Un hombre así de alegre, con ese ánimo, "le iba" a Germinie. Germinie no era ese tipo de bestia de carga doméstica que sólo piensa en su trabajo. No era de ese tipo de criadas que se queda in albis, con cara de asombro y el torpe balanceo de la falta de inteligencia ante las palabras de sus señores, las cuales les entran por un oído y les salen por el otro. También ella se había refinado, se había formado, se había abierto a la educación que da París. Mlle. de Varandeuil, al no tener qué hacer, gustaba, como buena solterona, de oír los cotilleos del barrio. En muchas ocasiones le había hecho referir las historias de las que se enteraba aquí y allá, lo que sabía de las otras inquilinas, la crónica completa de la casa y el barrio. Esa costumbre de narrar, de charlar como una especie de señorita de compañía con su señora, de describirle a las personas, de esbozar siluetas, desarrolló a la larga en ella una viva facilidad de expresión, de rasgos afortunados y rápidos; una aguda y, en ocasiones, mordaz capacidad de observación que resultaba singular en boca de una sirvienta. Había llegado a sorprender en muchas ocasiones a Mlle. de Varandeuil por su vivacidad de comprensión, por la rapidez con que captaba lo que se decía con medias palabras, por su acierto y su facilidad para encontrar palabras de buena conservadora.
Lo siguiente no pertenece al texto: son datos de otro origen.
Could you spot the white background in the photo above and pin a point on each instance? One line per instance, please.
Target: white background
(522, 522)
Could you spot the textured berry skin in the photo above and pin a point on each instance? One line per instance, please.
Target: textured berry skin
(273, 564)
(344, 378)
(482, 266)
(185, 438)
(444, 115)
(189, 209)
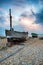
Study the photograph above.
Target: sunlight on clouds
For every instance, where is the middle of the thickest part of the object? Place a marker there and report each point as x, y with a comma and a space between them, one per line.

Sabía bromear. Comprendía un juego de palabras. Se expresaba "sin rusticidad" y cuando se suscitaba una discusión sobre ortografía en la lechería, la zanjaba con la misma autoridad que el empleado del Registro de defunciones del Ayuntamiento, que solía ir por allí para almorzar. Poseía también el fondo de lecturas entremezcladas que suelen tener las mujeres de su clase -cuando leen. En casa de dos o tres "entretenidas" a las que había servido, se había pasado noches enteras devorando novelas; a partir de entonces había continuado leyendo los folletones que todos sus conocidos recortaban para ella de los periódicos, y así había retenido de un modo vago una multitud de cosas, y referencias sobre algunos reyes de Francia. Había captado lo suficiente para sentir deseos de hablar de ello con los demás. Por una mujer de la casa, que trabajaba como asistenta de un autor que vivía en la misma calle y que le regalaba entradas, fue al teatro en varias ocasiones; al volver, se acordaba de toda la obra y de los nombres de los actores que había leído en el programa. Le gustaba comprar letras de canciones, romanzas a perra chica, y leerlas.»